Copy Markdown View Source

Overview

This guide covers performance tuning for ZenWebsocket connections. Each parameter affects latency, throughput, memory usage, or reliability—understanding these tradeoffs helps optimize for your specific use case.

Configuration Parameters

Timeout Settings

ParameterDefaultDescription
timeout5000msConnection establishment timeout
request_timeout30000msTimeout for correlated request/response
heartbeat_interval30000msInterval between heartbeat pings

Tuning guidance:

# Low-latency trading (fast fail, quick detection)
{:ok, client} = Client.connect(url,
  timeout: 3000,           # Fail fast on connection issues
  request_timeout: 5000,   # Don't wait long for responses
  heartbeat_interval: 10_000  # Detect disconnects quickly
)

# High-latency networks (more tolerance)
{:ok, client} = Client.connect(url,
  timeout: 15_000,          # Allow for slow networks
  request_timeout: 60_000,  # Accommodate slow API responses
  heartbeat_interval: 60_000  # Reduce overhead
)

Reconnection Settings

ParameterDefaultDescription
retry_count3Maximum reconnection attempts
retry_delay1000msBase delay for exponential backoff
max_backoff30000msMaximum delay between attempts
reconnect_on_errortrueEnable automatic reconnection
restore_subscriptionstrueRestore subscriptions after reconnect

Exponential backoff formula:

delay = min(retry_delay * 2^attempt, max_backoff)

Attempt 0: 1000ms
Attempt 1: 2000ms
Attempt 2: 4000ms
Attempt 3: 8000ms (capped at 30000ms if max_backoff: 30_000)

Tuning guidance:

# Production trading (aggressive reconnection)
{:ok, client} = Client.connect(url,
  retry_count: 10,         # Many attempts before giving up
  retry_delay: 500,        # Start with short delays
  max_backoff: 10_000,     # Cap at 10 seconds
  reconnect_on_error: true,
  restore_subscriptions: true
)

# Adapter-managed reconnection (disable internal)
{:ok, client} = Client.connect(url,
  reconnect_on_error: false  # Adapter handles all reconnection
)

Latency Monitoring

ParameterDefaultDescription
latency_buffer_size100Samples retained for percentile calculations

The LatencyStats module maintains a circular buffer of request latencies for p50/p99 calculations.

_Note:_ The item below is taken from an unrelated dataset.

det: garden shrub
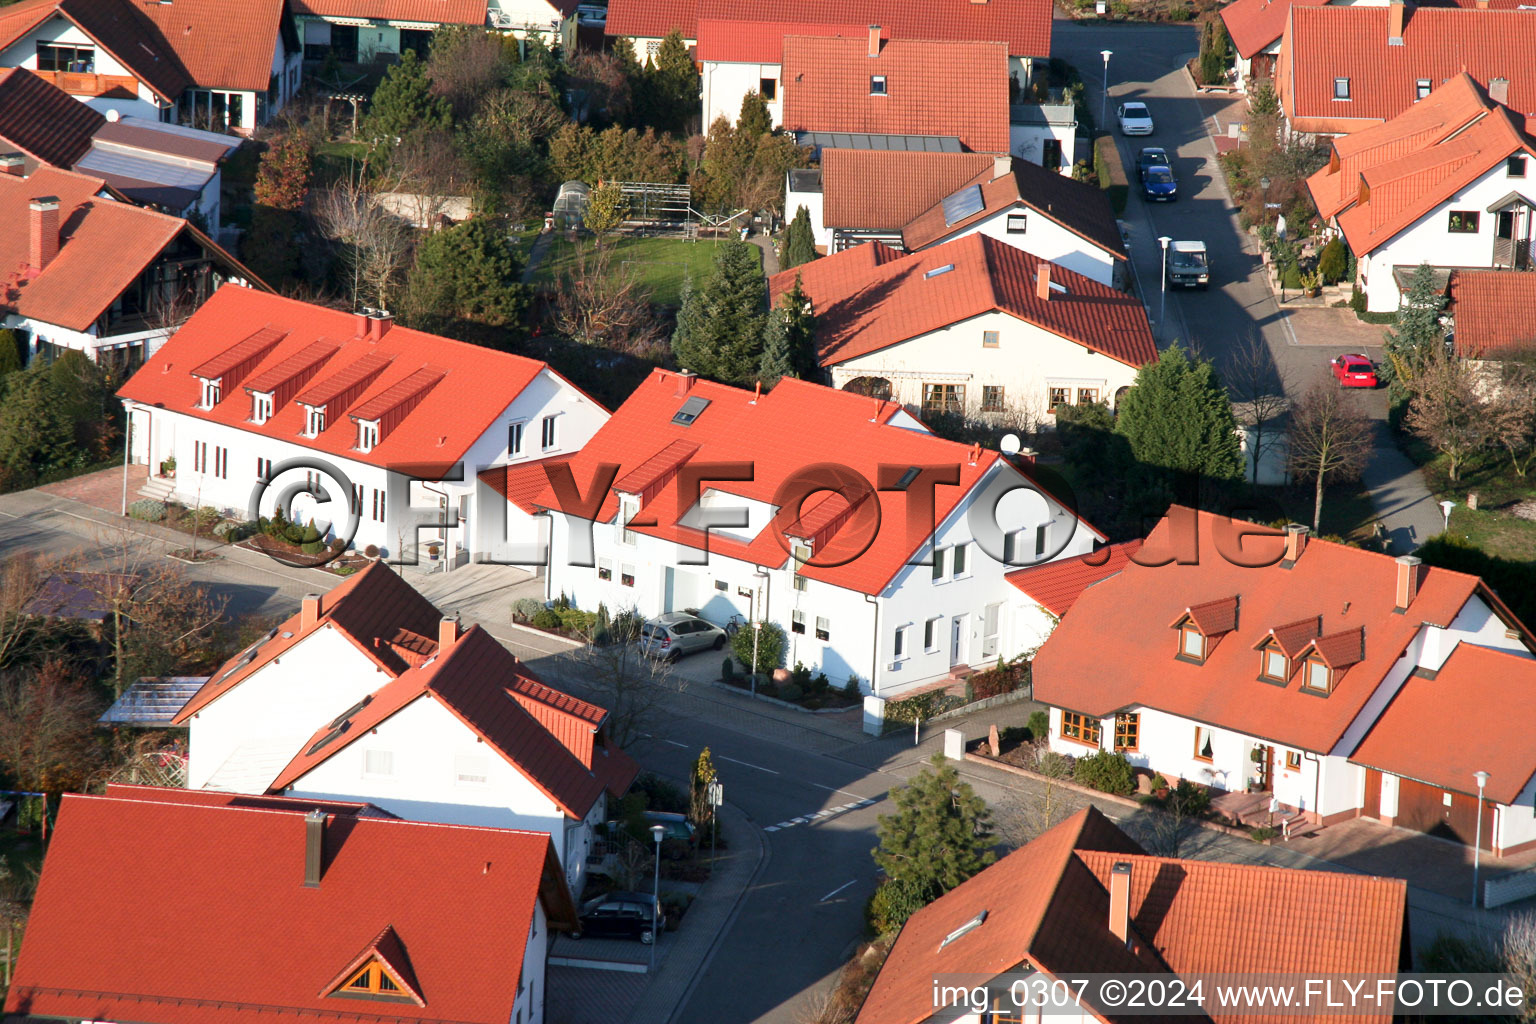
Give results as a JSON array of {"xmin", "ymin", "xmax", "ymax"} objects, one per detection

Memory impact: Each latency sample stores a microsecond integer (~8 bytes for the raw value). With Erlang term overhead, actual memory usage is higher—expect ~16-24 bytes per sample in practice. For 100 samples, budget ~2 KB per connection.

# High-precision latency tracking
{:ok, client} = Client.connect(url,
  latency_buffer_size: 1000  # More samples for smoother percentiles
)

# Memory-constrained environment
{:ok, client} = Client.connect(url,
  latency_buffer_size: 25  # Minimal samples
)

Retrieving latency stats:

# Get summary with p50, p99, last sample, count
stats = Client.get_latency_stats(client)
# => %{p50: 45, p99: 120, last: 52, count: 100}

Rate Limiter Tuning

The RateLimiter module implements a token bucket algorithm supporting different exchange patterns.

Configuration Options

config = %{
  tokens: 100,              # Bucket capacity
  refill_rate: 10,          # Tokens added per interval
  refill_interval: 1000,    # Interval in milliseconds
  max_queue_size: 100,      # Maximum queued requests
  request_cost: &MyModule.cost_function/1
}

{:ok, limiter} = RateLimiter.init(:my_limiter, config)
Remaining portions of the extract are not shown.